The Marformer is a Transformer encoder that processes structured attributes through compositional embeddings. Each attribute's initial representation combines missingness indicators, type embeddings, observed values, and learned positional embeddings. Through multiple layers of cross-attention, the model iteratively refines its predictions by attending to other distributions, similar to message-passing algorithms but with learned refinement procedures.

Marformer Architecture

Architecture of Marformer, which is a Transformer encoder. The input is represented at layer 0 with unordered input tokens, one per attribute.
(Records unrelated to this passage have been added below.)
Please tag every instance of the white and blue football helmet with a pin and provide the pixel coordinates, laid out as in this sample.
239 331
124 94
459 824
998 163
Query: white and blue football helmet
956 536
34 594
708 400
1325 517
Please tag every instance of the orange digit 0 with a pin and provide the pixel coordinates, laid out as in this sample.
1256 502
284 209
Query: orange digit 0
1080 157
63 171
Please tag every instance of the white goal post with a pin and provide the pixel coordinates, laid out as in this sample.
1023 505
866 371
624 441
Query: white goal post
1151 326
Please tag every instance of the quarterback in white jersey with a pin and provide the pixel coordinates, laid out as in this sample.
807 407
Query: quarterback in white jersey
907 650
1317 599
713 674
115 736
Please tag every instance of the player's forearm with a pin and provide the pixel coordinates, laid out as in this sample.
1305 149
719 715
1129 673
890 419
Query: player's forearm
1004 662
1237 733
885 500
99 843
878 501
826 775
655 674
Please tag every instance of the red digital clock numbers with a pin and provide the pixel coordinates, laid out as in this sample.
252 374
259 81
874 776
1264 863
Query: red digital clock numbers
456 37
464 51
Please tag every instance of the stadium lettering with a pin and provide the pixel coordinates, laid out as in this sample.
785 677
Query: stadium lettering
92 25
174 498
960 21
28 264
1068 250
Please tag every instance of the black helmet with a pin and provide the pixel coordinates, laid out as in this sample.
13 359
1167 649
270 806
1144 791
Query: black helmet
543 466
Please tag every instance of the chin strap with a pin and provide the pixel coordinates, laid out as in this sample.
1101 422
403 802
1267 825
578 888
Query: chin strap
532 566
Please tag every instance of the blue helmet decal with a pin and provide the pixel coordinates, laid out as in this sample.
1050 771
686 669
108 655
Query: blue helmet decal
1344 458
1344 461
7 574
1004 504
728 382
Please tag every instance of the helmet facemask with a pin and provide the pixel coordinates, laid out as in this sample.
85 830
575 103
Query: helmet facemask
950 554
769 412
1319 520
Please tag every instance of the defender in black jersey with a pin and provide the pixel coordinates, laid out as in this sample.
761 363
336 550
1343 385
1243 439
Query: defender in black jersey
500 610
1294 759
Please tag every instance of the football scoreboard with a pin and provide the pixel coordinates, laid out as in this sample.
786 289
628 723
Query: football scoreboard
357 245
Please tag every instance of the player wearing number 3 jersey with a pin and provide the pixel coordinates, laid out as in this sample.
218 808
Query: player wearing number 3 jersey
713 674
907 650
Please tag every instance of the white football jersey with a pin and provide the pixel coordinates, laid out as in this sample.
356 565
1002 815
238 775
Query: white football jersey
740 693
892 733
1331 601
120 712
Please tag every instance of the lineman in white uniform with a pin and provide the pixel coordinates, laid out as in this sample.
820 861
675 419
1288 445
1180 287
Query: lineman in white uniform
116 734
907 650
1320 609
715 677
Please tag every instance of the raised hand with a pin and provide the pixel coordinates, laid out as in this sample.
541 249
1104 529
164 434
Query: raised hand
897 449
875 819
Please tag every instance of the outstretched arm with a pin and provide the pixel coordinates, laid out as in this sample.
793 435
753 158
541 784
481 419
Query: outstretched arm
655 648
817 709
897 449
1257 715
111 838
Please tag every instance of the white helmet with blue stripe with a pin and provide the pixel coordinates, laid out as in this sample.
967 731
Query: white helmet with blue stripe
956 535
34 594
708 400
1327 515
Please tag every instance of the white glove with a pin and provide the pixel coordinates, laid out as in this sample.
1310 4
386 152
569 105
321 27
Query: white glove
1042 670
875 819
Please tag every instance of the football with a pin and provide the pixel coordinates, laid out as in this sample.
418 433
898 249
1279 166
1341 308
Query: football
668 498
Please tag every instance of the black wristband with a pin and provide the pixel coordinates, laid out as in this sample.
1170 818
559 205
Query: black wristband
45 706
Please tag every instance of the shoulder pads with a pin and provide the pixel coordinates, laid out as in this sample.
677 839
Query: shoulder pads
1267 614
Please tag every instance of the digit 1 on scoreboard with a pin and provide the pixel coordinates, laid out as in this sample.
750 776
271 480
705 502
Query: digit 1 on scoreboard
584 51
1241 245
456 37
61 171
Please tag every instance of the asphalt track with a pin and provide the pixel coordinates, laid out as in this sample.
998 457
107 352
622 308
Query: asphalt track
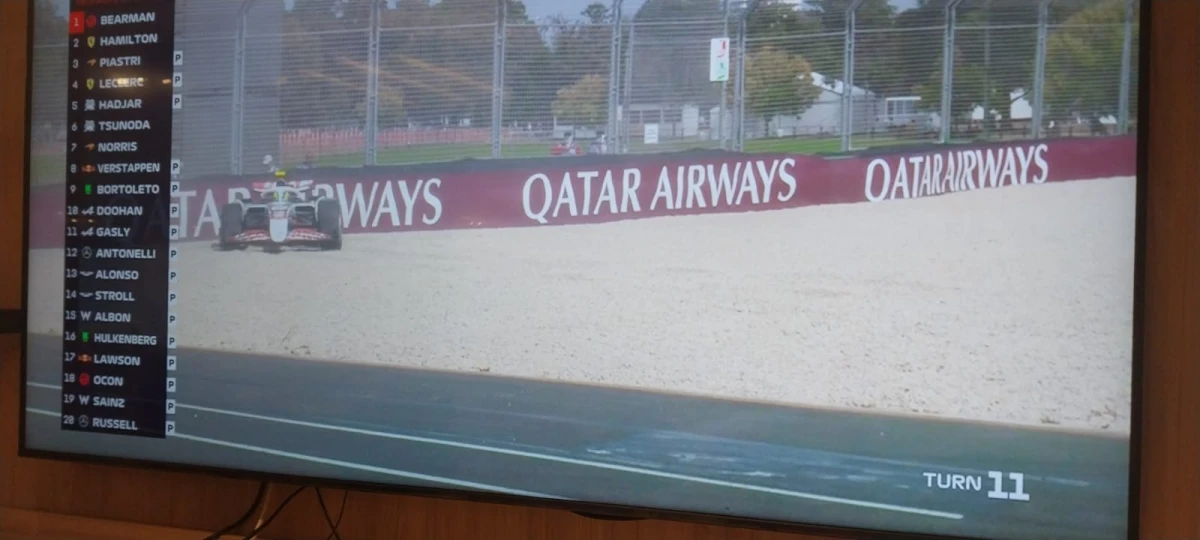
575 442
Each token is transformed through L layers of cross-attention to yield refined predictions at the top layer.

Results

  • Bayesian Networks and Multivariate Gaussians: Marformer consistently outperforms EM methods across both MCAR and Sequential MAR settings, even when EM has access to the true generative model structure. Classical methods suffer from local optima, while Marformer achieves lower KL divergence with sufficient training data.
  • Real Dialogue Annotation Data: On HANNA and LLM-Rubric datasets, Marformer significantly outperforms the baseline MLP method (LLM-Rubric) in terms of log loss, RMSE, and correlation metrics (Pearson, Spearman, Kendall), demonstrating superior ability to learn correlations between LLM and human annotators.
  • Structured Ratings and Rankings: In the complex annotation domain with hierarchical ordinal ratings and Bradley-Terry pairwise rankings, Marformer outperforms the Stan MCMC baseline, which has explicit knowledge of how ratings and rankings are generated. Marformer achieves better predictive performance while being orders of magnitude faster.